Significantly, it is also reflected in the Director of Public Prosecutions’ policy document which is publicly available on the DPP’s website. I urge the Liberals and the Greens to familiarise themselves with the prosecution policy.

I welcome comments received from the human rights commissioner on this amendment. The commissioner has stressed the importance of ensuring adequate protection is given to the rights of young people. It is firstly relevant to note here that on-the-spot fines for bill posting, as for graffiti, cannot be issued to a person under the age of 16 in the ACT.

The Criminal Code already absolves children under the age of 10 from any criminal liability or responsibility. The code imposes an additional evidentiary element for any prosecution of a child between 10 and 14. The prosecution needs to prove the child knew that his or her conduct was wrong. So the Criminal Code already protects younger people who may have committed an act where they had only a limited understanding of the consequences. And the DPP’s prosecutions policy also specifically recognises the care to be taken in considering whether a juvenile should be prosecuted.

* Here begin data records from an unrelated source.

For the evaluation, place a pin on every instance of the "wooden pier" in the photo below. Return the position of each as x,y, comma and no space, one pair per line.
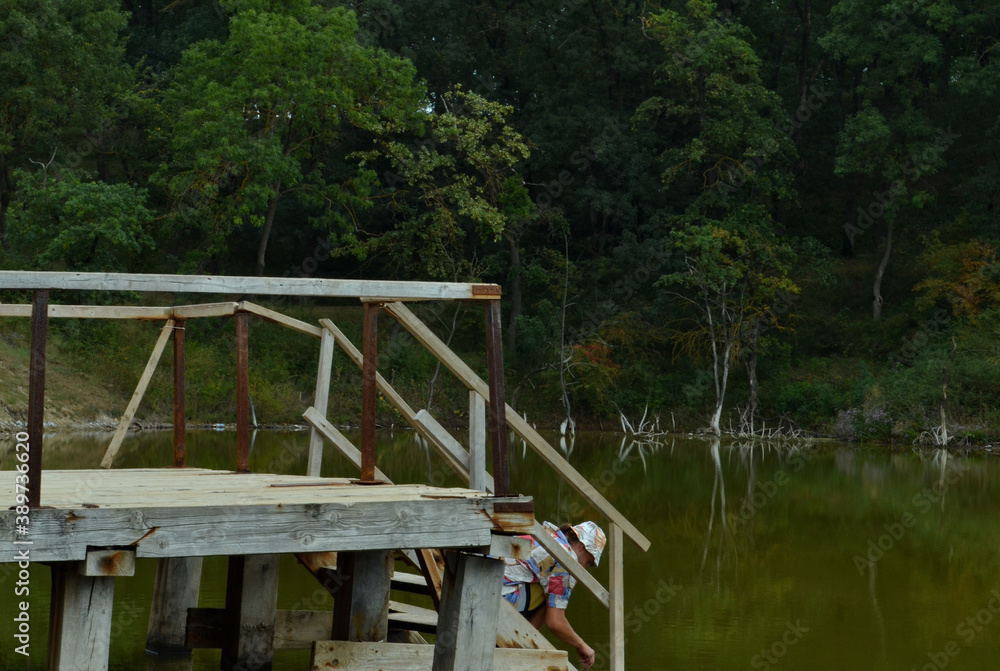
90,526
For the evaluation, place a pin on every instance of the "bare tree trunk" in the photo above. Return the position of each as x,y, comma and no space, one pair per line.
514,290
266,233
751,364
877,288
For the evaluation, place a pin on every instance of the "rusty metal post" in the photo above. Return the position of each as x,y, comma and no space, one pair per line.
498,402
180,423
36,394
242,393
369,391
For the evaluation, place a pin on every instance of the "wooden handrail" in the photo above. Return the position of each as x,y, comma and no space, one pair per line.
467,376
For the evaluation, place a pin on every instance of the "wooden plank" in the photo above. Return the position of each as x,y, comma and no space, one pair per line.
323,372
175,590
549,454
423,428
140,389
401,657
279,318
361,605
107,563
467,619
251,604
616,587
89,311
226,309
569,562
477,442
339,440
80,621
271,286
63,535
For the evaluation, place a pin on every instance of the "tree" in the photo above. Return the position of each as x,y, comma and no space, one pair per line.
72,223
733,171
60,71
453,187
262,116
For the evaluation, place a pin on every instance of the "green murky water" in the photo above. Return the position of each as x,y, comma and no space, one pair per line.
831,557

This is an important amendment to protect the beauty of our city, to ensure events are promoted responsibly and to put adequate penalties in place for those that would, in full knowledge, cost our community by damaging public and private property for their own gain. I have pleasure in tabling the government’s response to the committee’s report. As I said, I thank members for their detailed consideration of this important issue.

MR COE (Ginninderra) (3.22): I think what we have seen today in this report, tabled by the Chief Minister, the highest ranking member of the government, is absolute rubbish. Here we have a Chief Minister whose number one priority is to spend 10 minutes reading out a rant about what I might or might not have done in a committee. Ten minutes, 10 minutes of his life, 10 minutes of the Assembly’s time, is spent on this report. It is pretty amazing stuff. We sit so few weeks a year, for three days, and yet the Chief Minister comes into this place and tables a report like this.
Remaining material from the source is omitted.